Adam Mossoff is professor of law at George Mason University’s Antonin Scalia Law School. He is a founder of the Center for the Protection of Intellectual Property, and is now a director of academic programs and a senior scholar. He teaches a wide range of courses at the law school, including property, patent law, trade secrets, trademark law, remedies, and internet law. He has published extensively on the theory and history of how patents and other intellectual property rights are fundamental property rights that should be secured to their owners and legally protected as commercial assets in the marketplace.
He is a member of the Public Policy Committee of the Licensing Executives Society, an appointed member of the Amicus Committee of the American Intellectual Property Law Association, and a member of the Academic Advisory Committee of the Copyright Alliance.
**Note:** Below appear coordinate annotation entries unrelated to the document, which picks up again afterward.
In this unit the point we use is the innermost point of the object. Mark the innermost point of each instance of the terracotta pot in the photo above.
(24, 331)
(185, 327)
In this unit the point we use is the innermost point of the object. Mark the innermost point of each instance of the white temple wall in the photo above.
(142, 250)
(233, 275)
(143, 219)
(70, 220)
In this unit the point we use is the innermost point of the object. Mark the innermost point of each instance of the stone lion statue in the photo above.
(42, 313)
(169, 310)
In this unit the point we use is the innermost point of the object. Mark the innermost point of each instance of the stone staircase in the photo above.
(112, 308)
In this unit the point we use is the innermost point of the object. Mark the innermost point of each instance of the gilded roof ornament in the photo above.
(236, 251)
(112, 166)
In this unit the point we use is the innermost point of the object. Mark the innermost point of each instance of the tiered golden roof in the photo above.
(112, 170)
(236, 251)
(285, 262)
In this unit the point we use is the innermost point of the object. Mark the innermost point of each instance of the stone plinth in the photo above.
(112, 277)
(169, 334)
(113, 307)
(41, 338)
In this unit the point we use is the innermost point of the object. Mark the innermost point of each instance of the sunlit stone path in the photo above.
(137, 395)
He has served as past chair and vice-chair of the Intellectual Property Committee of the IEEE-USA.
Mossoff graduated with honors from the University of Chicago Law School, where he was a research assistant to Richard A. Epstein and received a Bradley Governance Fellowship. Following law school, he was a John M. Olin Fellow in Law and Visiting Lecturer at Northwestern University School of Law, and he clerked for the Hon. Jacques L. Wiener, Jr. of the Fifth U.S. Circuit Court of Appeals. Before coming to Scalia Law, he taught at Michigan State University College of Law, the University of San Diego School of Law, and Washington & Lee University School of Law.
He holds an MA in philosophy, specializing in legal and political philosophy, from Columbia University and a BA with High Distinction and High Honors in philosophy from the University of Michigan.